# Domain Not Accessible from All Computers - Help!



## WolfALS (Feb 1, 2009)

I establsihed a new Domain (gen-als.com; 209.235.147.171) on January 26th through CenturyTel.Net (on their server). 

I can browse to it from my work computer (ISP = Centurytel), I can browse to it on my BlackBerry & from my wife's iPhone (both AT&T), I can browse to it from my son's computer (IPS Unknown). The domain shows up on WHOIS.

I cannot reach it from my home comoputer. At home I run two Win XP's on a wireless network through ISP ComCast.Com. When I try to browse to it I get an "Internet Explorer cannot display the webpage" error from Windows. I have cleared the cache via Windows Explorer. Still doesn't work.

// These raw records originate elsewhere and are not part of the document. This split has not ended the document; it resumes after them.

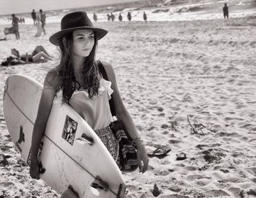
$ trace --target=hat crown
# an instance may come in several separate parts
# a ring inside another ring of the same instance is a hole
[[[75,12],[65,15],[61,23],[61,30],[78,27],[93,27],[86,12]]]

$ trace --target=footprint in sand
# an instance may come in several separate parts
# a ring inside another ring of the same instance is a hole
[[[206,192],[206,195],[208,197],[220,197],[220,196],[229,196],[230,195],[222,190],[209,190]]]

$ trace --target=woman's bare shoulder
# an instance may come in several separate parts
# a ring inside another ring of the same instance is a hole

When I try to PING the domain it times out. 

There should have been enough time for the Domain to propogate through the DNS servers, right? Why can't I get to it from my home computer?

Any help out there? (CenturyTel doesn't have a clue.)


----------



## after5pc (Jul 10, 2008)

Can you browse other sites at home (other than your own)?


----------



## Skie (Mar 15, 2003)

Are you still having this problem? 

From what I can gather, if you can see the site just fine from work on CenturyTel and not at home on Comcast, then CenturyTel will not be able to help as they have no control over Comcast. 

One thing you can try is a TraceRoute. Since you seem to know how to do a ping, I'm assuming you know how to open a DOS window. If so, type in "tracert gen-als.com" and post the results here if you're still unable to view the website.


----------